[whatwg] Implementation difficulties for MediaController

Tue Mar 29 21:26:31 PDT 2011

On Tue, Mar 29, 2011 at 9:05 PM, Ian Hickson <ian at hixie.ch> wrote:
> On Tue, 29 Mar 2011, Jer Noble wrote:
>>
>> Contained is Eric and my feedback as to the difficulty of implementing
>> this proposal in Apple's port of WebKit:
>
> Thank you very much for your feedback. I'll look into it more tomorrow
> when I update the spec, but in the meantime I had some additional
> questions:
>
>
>> > * playing tracks synchronised at different offsets
>>
>> However, if the in-band tracks will be played at a different time
>> offsets, or at different rates, playback becomes just as inefficient as
>> playing independent files.  To implement this we will have to open two
>> instances of a movie, enable different tracks on each, and then play the
>> two instances in sync.
>
> Is that acceptable? That is, are you ok with implementing multiple file
> (or two instances of the same file at different offsets) synchronisation?
>
>
>> > * playing tracks at different rates
>>
>> In addition to the limitation listed above, efficient playback of tracks
>> at different rates will require all tracks to be played in the same
>> direction.
>
> Ah, interesting.
>
> Is it acceptable to implement multiple playback at different rates if
> they're all in the same direction, or would you (at least for now) be
> significantly helped by forcing the playback rates to be the same for all
> slaved media tracks?
>
>
>> > * changing any of the above while media is playing vs when it is
>> > stopped
>>
>> Modifying the media groups while the media is playing is probably
>> impossible to do without stalling.  The media engine may have thrown out
>> unneeded data from disabled tracks and may have to rebuffer that data,
>> even in the case of in-band tracks.
>
> That makes sense.
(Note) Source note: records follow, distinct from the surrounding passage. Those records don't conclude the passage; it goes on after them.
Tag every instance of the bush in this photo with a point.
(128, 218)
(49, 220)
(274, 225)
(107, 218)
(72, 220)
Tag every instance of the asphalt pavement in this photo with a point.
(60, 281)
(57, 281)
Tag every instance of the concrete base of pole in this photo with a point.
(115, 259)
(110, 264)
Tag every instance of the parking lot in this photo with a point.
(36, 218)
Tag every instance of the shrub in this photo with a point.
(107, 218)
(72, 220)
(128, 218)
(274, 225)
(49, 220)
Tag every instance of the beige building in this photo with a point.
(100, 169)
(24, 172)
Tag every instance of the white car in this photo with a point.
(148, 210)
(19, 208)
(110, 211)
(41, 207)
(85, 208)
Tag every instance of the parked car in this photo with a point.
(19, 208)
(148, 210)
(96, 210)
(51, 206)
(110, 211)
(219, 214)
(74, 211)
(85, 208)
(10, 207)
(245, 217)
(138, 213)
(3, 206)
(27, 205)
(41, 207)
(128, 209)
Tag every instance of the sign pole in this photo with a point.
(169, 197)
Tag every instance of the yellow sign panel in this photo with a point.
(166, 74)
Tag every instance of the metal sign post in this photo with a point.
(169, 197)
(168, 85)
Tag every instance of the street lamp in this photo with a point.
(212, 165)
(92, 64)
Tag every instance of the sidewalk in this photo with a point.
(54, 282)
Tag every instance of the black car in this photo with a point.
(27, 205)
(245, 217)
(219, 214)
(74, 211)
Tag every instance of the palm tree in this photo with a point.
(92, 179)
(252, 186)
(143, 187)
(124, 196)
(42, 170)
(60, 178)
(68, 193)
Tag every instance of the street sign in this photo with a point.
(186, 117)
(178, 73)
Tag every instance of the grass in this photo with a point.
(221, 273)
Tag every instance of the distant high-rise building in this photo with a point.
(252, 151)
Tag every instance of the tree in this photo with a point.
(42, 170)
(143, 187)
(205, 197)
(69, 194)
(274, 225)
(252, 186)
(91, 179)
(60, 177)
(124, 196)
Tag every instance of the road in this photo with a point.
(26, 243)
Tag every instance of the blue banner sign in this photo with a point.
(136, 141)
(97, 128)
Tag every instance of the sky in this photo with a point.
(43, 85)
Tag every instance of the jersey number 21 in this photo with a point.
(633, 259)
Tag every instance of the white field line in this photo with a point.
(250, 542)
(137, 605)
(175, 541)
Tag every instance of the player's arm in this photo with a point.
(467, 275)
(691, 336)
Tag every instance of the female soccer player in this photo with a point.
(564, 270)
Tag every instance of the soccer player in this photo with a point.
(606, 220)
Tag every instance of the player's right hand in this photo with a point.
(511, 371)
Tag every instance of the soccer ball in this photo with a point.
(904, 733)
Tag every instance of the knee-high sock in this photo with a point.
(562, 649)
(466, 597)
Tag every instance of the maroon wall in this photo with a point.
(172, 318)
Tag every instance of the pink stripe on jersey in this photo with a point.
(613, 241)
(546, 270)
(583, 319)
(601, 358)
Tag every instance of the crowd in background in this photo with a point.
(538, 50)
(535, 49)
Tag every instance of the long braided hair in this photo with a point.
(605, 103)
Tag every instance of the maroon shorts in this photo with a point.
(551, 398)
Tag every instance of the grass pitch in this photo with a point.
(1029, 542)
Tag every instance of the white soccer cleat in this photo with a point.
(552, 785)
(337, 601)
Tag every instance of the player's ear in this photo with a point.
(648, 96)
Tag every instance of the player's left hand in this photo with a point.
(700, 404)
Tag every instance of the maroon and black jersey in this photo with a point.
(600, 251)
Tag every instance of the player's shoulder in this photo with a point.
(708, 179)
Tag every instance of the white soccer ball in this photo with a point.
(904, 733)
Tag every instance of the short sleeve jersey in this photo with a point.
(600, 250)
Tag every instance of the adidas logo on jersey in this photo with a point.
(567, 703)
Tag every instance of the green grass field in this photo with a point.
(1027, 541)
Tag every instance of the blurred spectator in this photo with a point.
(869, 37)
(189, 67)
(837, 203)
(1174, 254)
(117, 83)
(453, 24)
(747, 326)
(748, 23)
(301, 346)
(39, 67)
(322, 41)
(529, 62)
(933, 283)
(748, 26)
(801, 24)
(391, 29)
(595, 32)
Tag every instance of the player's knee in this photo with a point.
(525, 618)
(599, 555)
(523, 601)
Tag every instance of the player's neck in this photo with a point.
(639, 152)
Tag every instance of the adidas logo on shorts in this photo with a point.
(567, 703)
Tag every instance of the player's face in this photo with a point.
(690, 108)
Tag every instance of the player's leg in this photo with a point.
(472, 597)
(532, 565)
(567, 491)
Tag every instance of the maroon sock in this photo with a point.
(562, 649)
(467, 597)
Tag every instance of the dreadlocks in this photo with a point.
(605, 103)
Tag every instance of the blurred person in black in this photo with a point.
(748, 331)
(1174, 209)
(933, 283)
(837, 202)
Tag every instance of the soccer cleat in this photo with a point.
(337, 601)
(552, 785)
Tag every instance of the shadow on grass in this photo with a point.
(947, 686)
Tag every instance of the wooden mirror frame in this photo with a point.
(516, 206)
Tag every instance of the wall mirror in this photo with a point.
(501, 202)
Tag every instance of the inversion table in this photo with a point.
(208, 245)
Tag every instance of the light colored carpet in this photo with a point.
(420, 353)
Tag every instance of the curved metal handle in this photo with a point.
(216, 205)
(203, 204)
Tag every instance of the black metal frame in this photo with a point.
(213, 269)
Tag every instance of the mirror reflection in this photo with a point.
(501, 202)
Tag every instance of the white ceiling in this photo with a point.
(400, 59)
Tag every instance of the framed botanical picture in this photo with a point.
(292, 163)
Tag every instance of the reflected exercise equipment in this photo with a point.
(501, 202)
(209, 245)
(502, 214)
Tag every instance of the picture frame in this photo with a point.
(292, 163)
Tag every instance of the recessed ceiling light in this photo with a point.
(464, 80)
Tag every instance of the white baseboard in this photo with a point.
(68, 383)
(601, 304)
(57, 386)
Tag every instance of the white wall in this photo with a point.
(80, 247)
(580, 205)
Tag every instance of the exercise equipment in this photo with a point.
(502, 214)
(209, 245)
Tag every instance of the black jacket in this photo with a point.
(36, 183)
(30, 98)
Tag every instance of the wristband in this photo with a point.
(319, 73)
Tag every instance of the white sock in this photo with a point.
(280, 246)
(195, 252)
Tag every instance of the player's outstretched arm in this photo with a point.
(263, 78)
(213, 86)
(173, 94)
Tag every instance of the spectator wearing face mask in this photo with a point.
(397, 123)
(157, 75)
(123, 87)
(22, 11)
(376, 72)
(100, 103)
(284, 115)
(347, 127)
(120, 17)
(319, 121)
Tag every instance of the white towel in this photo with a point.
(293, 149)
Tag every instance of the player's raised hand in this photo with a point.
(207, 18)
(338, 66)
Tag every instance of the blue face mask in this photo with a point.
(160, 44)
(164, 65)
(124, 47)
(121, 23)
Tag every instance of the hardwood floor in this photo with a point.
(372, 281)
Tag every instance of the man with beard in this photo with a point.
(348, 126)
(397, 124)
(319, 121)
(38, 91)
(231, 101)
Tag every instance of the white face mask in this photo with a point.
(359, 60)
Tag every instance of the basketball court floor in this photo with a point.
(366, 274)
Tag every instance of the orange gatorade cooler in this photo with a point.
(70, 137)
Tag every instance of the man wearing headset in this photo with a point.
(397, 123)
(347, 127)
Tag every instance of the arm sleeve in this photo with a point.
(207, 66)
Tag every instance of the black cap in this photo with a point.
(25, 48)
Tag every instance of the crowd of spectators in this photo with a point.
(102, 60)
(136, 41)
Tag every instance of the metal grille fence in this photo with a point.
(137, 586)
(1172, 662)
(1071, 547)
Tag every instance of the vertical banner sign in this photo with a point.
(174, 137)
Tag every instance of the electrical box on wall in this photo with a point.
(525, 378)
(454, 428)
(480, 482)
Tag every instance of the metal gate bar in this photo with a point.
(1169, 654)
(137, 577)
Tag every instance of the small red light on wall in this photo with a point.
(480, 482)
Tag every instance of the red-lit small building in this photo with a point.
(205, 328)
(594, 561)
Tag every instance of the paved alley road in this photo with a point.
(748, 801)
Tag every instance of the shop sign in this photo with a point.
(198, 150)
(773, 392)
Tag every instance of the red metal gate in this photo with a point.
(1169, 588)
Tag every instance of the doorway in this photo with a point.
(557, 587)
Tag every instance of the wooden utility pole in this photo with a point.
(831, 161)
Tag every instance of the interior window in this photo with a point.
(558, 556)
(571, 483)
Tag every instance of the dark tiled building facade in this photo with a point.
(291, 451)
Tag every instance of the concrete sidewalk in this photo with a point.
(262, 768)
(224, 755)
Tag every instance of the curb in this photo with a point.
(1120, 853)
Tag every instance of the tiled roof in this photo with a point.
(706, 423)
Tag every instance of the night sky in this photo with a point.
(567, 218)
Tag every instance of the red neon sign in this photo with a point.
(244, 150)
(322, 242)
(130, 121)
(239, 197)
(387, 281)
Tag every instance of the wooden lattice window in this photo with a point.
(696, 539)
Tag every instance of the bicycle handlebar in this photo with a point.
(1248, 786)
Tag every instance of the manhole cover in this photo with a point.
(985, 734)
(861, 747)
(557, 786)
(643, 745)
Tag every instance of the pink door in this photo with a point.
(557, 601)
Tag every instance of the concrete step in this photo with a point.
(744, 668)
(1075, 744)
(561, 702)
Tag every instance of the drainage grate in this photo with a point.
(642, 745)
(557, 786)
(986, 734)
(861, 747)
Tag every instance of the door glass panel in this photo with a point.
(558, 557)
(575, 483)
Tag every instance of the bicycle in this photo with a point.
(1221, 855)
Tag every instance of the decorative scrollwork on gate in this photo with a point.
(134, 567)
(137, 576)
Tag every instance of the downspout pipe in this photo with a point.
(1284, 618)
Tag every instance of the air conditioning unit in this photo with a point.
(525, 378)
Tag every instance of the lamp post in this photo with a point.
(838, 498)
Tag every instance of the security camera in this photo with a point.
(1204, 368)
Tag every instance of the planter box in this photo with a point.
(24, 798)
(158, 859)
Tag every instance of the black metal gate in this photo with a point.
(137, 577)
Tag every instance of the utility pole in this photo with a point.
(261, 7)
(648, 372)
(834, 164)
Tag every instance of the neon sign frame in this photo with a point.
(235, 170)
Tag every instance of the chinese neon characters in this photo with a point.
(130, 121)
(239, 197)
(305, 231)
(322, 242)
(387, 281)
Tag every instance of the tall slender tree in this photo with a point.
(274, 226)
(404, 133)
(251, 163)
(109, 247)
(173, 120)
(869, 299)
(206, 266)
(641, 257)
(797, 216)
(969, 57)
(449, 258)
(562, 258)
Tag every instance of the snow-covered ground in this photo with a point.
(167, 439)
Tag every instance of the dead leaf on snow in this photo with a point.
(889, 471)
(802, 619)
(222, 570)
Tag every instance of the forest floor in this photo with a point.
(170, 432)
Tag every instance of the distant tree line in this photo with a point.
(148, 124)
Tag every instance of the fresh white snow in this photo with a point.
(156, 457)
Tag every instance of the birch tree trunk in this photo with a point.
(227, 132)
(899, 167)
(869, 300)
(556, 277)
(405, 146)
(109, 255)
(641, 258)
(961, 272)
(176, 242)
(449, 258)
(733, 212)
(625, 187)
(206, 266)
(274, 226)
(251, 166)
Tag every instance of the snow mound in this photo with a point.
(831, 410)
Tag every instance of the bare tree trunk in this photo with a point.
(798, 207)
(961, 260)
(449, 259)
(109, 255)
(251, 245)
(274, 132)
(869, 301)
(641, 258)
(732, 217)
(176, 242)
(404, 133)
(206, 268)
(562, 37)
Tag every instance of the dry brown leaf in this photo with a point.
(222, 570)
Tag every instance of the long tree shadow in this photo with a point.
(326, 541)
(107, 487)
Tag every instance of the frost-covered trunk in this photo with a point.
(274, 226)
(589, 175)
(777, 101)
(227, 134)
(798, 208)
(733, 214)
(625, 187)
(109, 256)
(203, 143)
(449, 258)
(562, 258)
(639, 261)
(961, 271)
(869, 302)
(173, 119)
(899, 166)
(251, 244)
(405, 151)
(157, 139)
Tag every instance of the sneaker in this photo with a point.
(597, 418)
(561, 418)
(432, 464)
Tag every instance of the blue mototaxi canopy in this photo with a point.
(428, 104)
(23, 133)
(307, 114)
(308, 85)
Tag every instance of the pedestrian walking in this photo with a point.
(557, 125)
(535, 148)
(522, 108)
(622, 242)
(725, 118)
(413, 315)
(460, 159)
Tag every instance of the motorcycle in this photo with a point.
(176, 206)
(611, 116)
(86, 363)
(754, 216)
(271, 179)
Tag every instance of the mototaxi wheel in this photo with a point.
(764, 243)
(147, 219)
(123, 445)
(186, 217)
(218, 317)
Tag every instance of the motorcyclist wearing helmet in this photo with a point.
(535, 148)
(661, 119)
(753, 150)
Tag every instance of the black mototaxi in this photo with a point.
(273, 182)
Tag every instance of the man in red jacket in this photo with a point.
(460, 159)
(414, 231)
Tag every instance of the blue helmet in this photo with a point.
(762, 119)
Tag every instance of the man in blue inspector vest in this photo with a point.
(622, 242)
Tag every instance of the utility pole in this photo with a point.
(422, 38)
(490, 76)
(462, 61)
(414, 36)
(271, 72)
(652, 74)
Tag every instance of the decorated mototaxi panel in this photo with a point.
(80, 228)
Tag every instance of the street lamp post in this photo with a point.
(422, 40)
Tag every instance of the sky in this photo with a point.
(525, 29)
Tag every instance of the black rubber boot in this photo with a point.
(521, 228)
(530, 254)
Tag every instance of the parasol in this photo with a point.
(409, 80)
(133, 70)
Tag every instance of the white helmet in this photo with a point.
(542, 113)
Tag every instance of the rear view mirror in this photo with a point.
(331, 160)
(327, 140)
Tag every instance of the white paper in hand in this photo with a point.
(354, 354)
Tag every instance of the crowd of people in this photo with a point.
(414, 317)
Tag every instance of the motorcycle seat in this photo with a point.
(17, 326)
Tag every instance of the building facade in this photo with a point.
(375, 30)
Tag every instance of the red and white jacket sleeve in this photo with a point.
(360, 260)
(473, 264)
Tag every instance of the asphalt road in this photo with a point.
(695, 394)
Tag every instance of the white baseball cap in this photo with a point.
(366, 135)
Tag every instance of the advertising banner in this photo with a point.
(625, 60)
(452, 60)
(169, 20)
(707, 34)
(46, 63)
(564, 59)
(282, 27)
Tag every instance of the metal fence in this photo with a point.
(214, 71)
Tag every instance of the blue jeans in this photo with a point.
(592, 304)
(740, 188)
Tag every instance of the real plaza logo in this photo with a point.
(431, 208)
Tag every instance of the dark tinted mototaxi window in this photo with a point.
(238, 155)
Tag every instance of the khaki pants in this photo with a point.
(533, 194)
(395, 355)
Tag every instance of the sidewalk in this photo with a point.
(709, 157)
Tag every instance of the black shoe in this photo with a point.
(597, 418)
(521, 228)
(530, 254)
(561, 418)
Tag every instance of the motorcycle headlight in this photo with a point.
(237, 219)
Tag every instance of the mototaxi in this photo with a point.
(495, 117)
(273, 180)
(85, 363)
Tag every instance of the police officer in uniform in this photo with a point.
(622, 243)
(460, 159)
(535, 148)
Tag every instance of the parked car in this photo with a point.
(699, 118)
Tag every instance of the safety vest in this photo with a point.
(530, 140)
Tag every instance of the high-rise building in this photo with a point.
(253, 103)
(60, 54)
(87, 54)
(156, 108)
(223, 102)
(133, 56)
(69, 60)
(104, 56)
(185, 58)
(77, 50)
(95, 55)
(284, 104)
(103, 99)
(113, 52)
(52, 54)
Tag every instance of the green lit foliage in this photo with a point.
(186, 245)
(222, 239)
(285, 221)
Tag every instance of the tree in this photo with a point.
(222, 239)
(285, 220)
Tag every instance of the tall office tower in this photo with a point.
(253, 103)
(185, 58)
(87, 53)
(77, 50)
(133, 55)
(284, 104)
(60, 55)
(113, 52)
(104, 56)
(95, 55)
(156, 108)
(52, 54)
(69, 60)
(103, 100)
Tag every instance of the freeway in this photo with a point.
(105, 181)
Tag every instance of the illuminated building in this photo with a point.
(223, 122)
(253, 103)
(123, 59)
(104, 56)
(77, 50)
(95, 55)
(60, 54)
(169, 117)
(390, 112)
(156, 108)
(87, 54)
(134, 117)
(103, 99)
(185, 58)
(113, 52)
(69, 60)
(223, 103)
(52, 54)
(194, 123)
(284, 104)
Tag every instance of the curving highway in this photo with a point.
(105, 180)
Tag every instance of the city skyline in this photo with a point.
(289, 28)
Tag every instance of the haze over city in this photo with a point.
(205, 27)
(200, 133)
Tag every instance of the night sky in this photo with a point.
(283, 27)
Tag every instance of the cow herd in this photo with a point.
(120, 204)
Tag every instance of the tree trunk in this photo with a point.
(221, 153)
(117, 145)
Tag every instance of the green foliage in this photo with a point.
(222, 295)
There's several ways to handle this; the simplest is
> probably to say that when the list of synchronised tracks is changed,
> or when the individual offsets of each track or the individual playback
> rates of each track are changed, the playback of the entire group should
> be automatically stopped. Is that sufficient?
>
> (In the future, if media frameworks optimise these cases, or if hardware
> advances sufficiently that even inefficient implementations of this are
> adequate, we could add a separate flag that controls whether or not this
> automatic pausing happens.)
>
>
>> From a user's point of view, your proposal seems more complicated than
>> the basic use cases merit.  For example, attempting to fix the
>> synchronization of improperly authored media with micro-adjustments of
>> the playback rate isn't likely to be very successful or accurate.  The
>> metronome case, while an interesting experiment, would be better served
>> through something like the proposed Audio API.
>
> Indeed. The use cases you mention here aren't the driving factor in this
> design, they're just enabled mostly as a side-effect. The driving factor
> is to avoid the symmetry problem described below:
>
>> Slaving multiple media elements' playback rate and current time to a
>> single master media element, Silvia and Eric's proposal, seems to
>> achieve the needs of the broadest use cases.
>
> The problem with this design is that it is highly asymetric. The
> implementation of a media element needs to have basically two modes: slave
> and master, where the logic for both can be quite different. (Actually,
> three modes if you count the lone media element case as a separate mode.)
> This then also spills into the API, where the master is exposing both the
> network state of its own media, as well as the overall state of playback.
> We end up having to handle all kinds of special cases, such as what
> happens when the master track is shorter than a slaved track, or what
> happens when the master track is paused vs when a slaved track is paused.
> It's not impossible to do, but it is significantly more messy than simply
> having a distinct "master" object and having all the media elements only
> deal with one "mode" (two if a lone media element counts as separate),
> namely the "slave" mode. Any asymetry is reflected as differences between
> the controller and the media element. Each media element only has to deal
> with its own networking state, etc.
>
> For an example of why this matters, consider the use case of a movie site
> with the option of playing movies with a director's commentary track. Some
> director's commentaries are shorted than the movie (most, in fact, since
> many directors stop commenting on the movie when the credits start!). Some
> are longer (e.g. some Futurama commentaries, where the commentary is
> basically a bunch of the cast and crew chatting away for a while and
> sometimes they don't really care that the show is over, they still have
> stuff to talk about). If we have to make a media element into the master,
> then how do we handle this case without the site having to determine ahead
> of time which is the longer track to decide which to use as the master?
>
> With just a controller, it doesn't matter.
>
> (Admittedly, as currently specified the controller object lacks a defined
> "current time" and min and max times, and an Web app would have to
> determine what the seek bar should display by looking at all the tracks.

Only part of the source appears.